What is it about Austrians and their cellars? First we were shocked by the case of Natascha Kampusch, who was abducted off the street at age 10 and kept in a cellar for eight years before finally escaping. But that was just a foretast of the horror to come. In 2008 the world learned about Josef Fritzl, who kept his own daughter captive in the cellar of his house and fathered seven children with her. Referring to the Fritzl case, Elfriede Jelinek wrote:
Österreich ist eine kleine Welt, in der die große ihre Probe hält. Im noch viel kleineren Kellerverlies von Amstetten findet die Aufführung statt, täglich, nächtlich. Es fällt keine Aufführung wegen irgendetwas aus. (aus "Im Verlassenen")
(‘Austria is a small world in which the big world holds its rehearsal. The performance takes place in the very much smaller cellar dungeon in Amstetten – daily, nightly. No performance is ever missed … Performances are all there can ever be.’)
In his 2011 film Michael, (available now in the US on DVD) director Markus Schleinzer takes us down into the cellar of one perfectly average Austrian house to watch the daily and nightly horror performance. Hollywood spends up to $100 million to produce the average blockbuster horror movie, but Michael is ten times more bone chilling than anything from Hollywood - at a budget of under $1 million.
What is so horrifying is that everything on the surface seems perfectly normal. Michael, the main character ( brilliantly played by Michael Fuith) is seen coming home from his hum-drum job at an insurance company with his sack of groceries. He casually cooks dinner while watching television and then opens the locked cellar door to let in a boy of about ten years - Wolfgang - who is told to set the table. The two eat dinner together, the boy is allowed to watch a bit of television, and then is sent back down into the cellar. The next morning Michael rapes the boy before heading off to work. That is the routine - daily, nightly. No performance is ever missed (Jelinek). We don't know how long this routine has been going on, but it must be for years. Wolfgang writes letters to his lost family which are intercepted by Michael and neatly filed. We see a large stack of them.
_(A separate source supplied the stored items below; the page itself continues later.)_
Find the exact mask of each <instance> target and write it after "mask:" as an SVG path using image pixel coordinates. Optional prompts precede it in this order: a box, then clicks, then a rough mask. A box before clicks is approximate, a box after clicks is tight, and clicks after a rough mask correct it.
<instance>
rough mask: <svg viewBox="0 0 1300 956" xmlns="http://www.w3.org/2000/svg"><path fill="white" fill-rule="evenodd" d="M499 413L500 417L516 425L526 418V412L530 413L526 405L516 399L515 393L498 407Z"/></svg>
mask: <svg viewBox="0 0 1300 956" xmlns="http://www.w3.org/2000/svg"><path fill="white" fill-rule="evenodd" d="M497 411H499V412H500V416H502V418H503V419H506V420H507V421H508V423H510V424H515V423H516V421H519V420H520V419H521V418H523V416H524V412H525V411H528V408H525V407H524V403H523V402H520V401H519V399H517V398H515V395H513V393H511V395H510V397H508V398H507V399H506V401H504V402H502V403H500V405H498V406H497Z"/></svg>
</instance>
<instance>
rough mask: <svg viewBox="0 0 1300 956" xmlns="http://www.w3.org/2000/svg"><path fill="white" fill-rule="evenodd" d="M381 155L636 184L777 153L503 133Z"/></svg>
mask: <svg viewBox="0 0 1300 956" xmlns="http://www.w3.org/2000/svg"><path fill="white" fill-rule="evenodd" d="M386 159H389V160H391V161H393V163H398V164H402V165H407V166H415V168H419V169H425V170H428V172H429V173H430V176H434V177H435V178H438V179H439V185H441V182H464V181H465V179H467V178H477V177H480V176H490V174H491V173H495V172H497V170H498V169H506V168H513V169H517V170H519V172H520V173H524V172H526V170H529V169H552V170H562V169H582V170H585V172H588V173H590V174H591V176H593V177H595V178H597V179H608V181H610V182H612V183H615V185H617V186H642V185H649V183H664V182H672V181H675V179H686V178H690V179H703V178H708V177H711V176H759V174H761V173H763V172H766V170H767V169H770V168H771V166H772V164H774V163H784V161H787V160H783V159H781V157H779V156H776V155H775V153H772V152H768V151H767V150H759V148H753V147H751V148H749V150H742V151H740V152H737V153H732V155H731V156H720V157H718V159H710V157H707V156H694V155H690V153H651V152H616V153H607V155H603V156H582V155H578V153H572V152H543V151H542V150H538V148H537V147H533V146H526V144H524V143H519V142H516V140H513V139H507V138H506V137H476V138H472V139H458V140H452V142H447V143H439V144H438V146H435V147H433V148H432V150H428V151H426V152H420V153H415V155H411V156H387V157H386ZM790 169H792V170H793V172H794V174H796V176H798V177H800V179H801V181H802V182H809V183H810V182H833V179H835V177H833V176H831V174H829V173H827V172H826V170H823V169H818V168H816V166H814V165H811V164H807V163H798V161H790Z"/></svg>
Michael is able to function normally at his office job, and even receives a promotion. It seems like the routine will go on forever with Wolfgang in the cellar, but things began to unravel when the boy becomes ill. Michael diecides Wolfgang needs a companion - or perhaps he's getting too old for Michael's taste? In a terrifying scene he nearly succeeds in abducting a young boy at a video arcade, It all seems so easy and perfectly normal.
Schleinzer does a masterful job of building suspense, so by the final, incredibly chilling, scene I nearly yelling at the screen. I can't think of another film that so perfectly captures the banality of evil.
Michael is just one of several terrific recent films from Austrian directors. Both Benjamin Heisenberg's 2010 film Der Räuber and especially Götz Spielmann's 2008 film Revanche are must-see's for anyone interested in current film. Sadly, these films received little or no notice when they were finally shown on American screens.
"The banality of evil." The process of visualisation of brutality in movies and television is astonishing. Which was the first western movie ever where the face of a killed indian was shown, in other words, where indians could be identified as human beings? Another milestone was Kubrick's Clockwork Orange, a real shocker in its days.
Today it appears to be very difficult to entertain the dull audience. American producers of crime series are most creative in inventing ever new methods of killing, slomo replays are standard like detailed forensic inspections as well. Nothing is left to fantasy and imagination anymore, the horror is not in your head but before your eyes. It was a long way from the classical Hitchcock movie to Natural born killers, Pulp Fiction or CSI and it was also paved with pictures of the real mass murders we learned to get used to like the holocaust, Srebrenica and Ruanda.
I suppose 'Michael'will be dismissed by the American audience because it's not in 3-D.